A pesquisa comparou os dados de prontuários eletrônicos de pacientes com 18 anos ou mais disponíveis na plataforma TriNetX, rede de compartilhamento de dados do mundo real para estudos científicos observacionais. Os participantes incluídos no estudo tiveram um evento de infarto agudo do miocárdio com supra de ST (quando há o bloqueio repentino do fluxo sanguíneo para uma parte do músculo cardíaco). Os dados coletados eram de 19 países, sendo o Oswaldo Cruz um dos 29 centros brasileiros.
No período de análise, 509.229 pacientes tiveram um evento de infarto, sendo 187.208 mulheres e 322.021 homens. Entre os homens, 73,8% passaram por um cateterismo, número estatisticamente maior em relação ao de mulheres (70,9%). Porém, o risco de morte por infarto era 24% maior nas mulheres tanto no primeiro mês quanto até um ano após o evento em comparação aos homens. Elas eram também mais idosas e com maior prevalência de comorbidades, como hipertensão, diabetes e sobrepeso, o que pode explicar o risco elevado de morte por doença cardíaca.

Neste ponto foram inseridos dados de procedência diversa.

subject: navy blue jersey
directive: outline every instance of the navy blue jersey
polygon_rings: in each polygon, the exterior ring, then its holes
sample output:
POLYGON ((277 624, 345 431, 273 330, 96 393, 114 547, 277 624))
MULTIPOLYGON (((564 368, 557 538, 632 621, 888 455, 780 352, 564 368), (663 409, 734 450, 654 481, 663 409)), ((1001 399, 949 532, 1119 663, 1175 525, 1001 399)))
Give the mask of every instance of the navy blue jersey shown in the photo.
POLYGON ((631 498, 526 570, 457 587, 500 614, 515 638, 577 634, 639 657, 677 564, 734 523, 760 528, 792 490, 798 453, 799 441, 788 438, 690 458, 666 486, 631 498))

“A incidência de doença cardiovascular é maior nos homens do que nas mulheres, mas o que vimos na pesquisa é que elas chegam ao hospital com uma idade mais avançada, o que talvez tenha influenciado no desfecho de óbito”, afirma Castello. “Quando a gente vê a diferença entre mulheres e homens que foram submetidos ao cateterismo, é provável que ali também haja uma diferença em relação ao diagnóstico certeiro de infarto em mulheres, que leva a um atraso na orientação para o tratamento.”
As doenças cardiovasculares são a principal causa de morte em homens e mulheres por enfermidade no Brasil, segundo dados do DataSUS. No caso das mulheres, as doenças cardíacas possuem maior mortalidade do que todos os tipos de câncer.

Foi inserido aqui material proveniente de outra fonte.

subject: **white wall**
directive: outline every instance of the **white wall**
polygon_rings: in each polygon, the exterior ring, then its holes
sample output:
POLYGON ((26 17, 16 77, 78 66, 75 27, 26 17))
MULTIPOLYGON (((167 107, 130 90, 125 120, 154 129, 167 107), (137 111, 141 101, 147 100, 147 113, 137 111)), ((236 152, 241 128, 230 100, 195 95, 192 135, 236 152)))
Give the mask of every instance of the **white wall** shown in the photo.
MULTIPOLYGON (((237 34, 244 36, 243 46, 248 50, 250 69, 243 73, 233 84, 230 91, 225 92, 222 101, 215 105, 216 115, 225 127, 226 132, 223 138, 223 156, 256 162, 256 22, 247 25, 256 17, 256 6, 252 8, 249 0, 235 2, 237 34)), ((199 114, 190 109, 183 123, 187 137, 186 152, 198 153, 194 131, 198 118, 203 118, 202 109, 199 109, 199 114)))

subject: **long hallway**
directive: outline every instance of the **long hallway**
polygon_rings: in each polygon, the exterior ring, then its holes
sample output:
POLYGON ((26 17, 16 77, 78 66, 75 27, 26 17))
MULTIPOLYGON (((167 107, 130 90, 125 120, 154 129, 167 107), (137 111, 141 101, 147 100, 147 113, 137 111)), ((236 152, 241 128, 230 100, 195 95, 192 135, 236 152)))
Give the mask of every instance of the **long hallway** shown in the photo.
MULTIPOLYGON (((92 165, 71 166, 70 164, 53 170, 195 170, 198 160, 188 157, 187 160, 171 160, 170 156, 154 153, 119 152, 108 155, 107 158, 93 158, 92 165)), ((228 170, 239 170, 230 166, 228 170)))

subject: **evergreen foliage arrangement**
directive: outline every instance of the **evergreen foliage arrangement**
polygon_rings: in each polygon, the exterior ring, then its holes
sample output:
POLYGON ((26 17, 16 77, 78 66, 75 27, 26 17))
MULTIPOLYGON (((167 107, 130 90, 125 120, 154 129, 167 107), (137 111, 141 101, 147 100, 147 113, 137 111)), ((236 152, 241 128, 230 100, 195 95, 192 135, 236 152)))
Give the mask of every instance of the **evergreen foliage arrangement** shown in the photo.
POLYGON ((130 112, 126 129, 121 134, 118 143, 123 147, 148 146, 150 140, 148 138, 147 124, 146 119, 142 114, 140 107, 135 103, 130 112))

O epidemiologista e professor titular da Faculdade de Medicina da USP, Paulo Lotufo, que não participou do estudo, aponta que pesquisas anteriores feitas no Brasil também encontraram um risco ligeiramente maior de óbito por infarto nas mulheres, embora esses dados devam ser olhados com cautela devido às diferenças regionais e de classe econômica no país, que impactam o acesso à saúde.
Contudo, ele reforça a falta de valorização dos médicos sobre os sintomas relatados por pacientes mulheres, um tipo de discriminação de gênero refletido no tipo de ensino das faculdades médicas. “A gente aprende que o paciente típico de infarto é o homem, branco, com 60 anos ou mais. Quando uma mulher chega ao hospital relatando sintomas, muitos médicos e profissionais de saúde interpretam [erroneamente] como se fosse algo menor, sintomas de menopausa, e isso acaba atrasando o atendimento”, afirma.
Este dado foi também apontado na pesquisa, que conclui que os protocolos de atendimento devem ser mais rigorosos para o diagnóstico de infarto, principalmente no atendimento de pacientes femininas.
Um estudo conduzido nos EUA e Canadá mostrou que as mulheres recebem, em geral, menos massagem cardíaca quando sofrem uma parada do que os homens. Na pesquisa, os autores apontam como possível causa a visão dos profissionais de saúde de que as mulheres sofrem menos ataques cardíacos. Pensando nessas diferenças de gênero, a Sociedade Brasileira de Cardiologia publicou, no último ano, uma diretriz para reduzir em 30% a mortalidade feminina em razão de doenças cardiovasculares.
“Precisamos conscientizar para o atendimento e prevenção do infarto. E uma das coisas que nós, médicos, e sociedades científicas batemos os pés é como você como profissional vai se preocupar com isso, quais os tipos de sinais e queixas do paciente que vão levar ao atendimento emergencial e o diagnóstico correto de infarto”, completa o cardiologista.
A marca que fica da sua experiência é de, ao menor sinal de desconforto ou dor no peito, ligar imediatamente para os seus médicos e procurar ajuda, afirma Rodrigues. “Eu não vou mais esperar para buscar ajuda, não vou mais menosprezar os meus sintomas”, finaliza.